The architecture and new products are a direct result of Meriton’s “Fortune 5000 Initiative” which had the vendor survey high-profile enterprises such as Merrill Lynch and Goldman Sachs to see what top companies were looking to do with highspeed services, says Gwen Avery, Meriton’s director of marketing. Meriton went directly to these companies to ask about their needs after service providers told the vendor they weren’t seeing significant demand for such services. The “Fortune 5000 Initiative” revealed a strong demand for high-speed services from this user group, but not at the price service providers were offering the services, says Avery. Meriton says the companies it surveyed also expressed their frustration with long provisioning times and expensive moves, adds and changes.

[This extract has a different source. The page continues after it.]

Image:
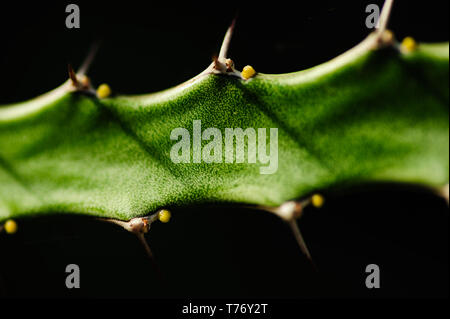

Meriton product manager Coleman Hum says the company addresses all those concerns with its new HSM architecture, which he says enables service providers to deliver a variety of high-speed services with a “WDM out of the box” solution that delivers SONET-like network management and SLAs. Hum says delivering services over wavelengths rather than over SONET is 60 percent less expensive. And because HSM is a shared environment, he adds, the costs are lower per user as new users are added.

The company has already been selling its metro core CWDM/DWDM 7200 OADX box. With the new HSM architecture, Meriton also adds the 3300 OSU, a metro access mux that can aggregate traffic at the customer premises or the carrier’s point of presence. It can support CWDM and DWDM. And all cards have SFP (small form factor pluggable) plug-in optical interfaces, so service providers can plug in the services they need when they need them, says Coleman Hum, product manager, adding that SFPs cost 50 percent less than the average WDM interface. Four SFPs can fit into one Meriton 3300 OSU.

Also new from Meriton are the 1450 OFA and the 1100 DCM. The former is a collection of pre-, post- and inline amplifiers for DWDM applications. They feature extended variable gain range, noise figure and gain flatness, automatic gain control and fast transient response. The latter is a suite of dispersion compensation modules that enhances the performance of DWDM 2.5- and 10-gbps longer reach optical networks.

The 7200 is currently in three trials in North America. The 3300 was expected to be in trials beginning last month.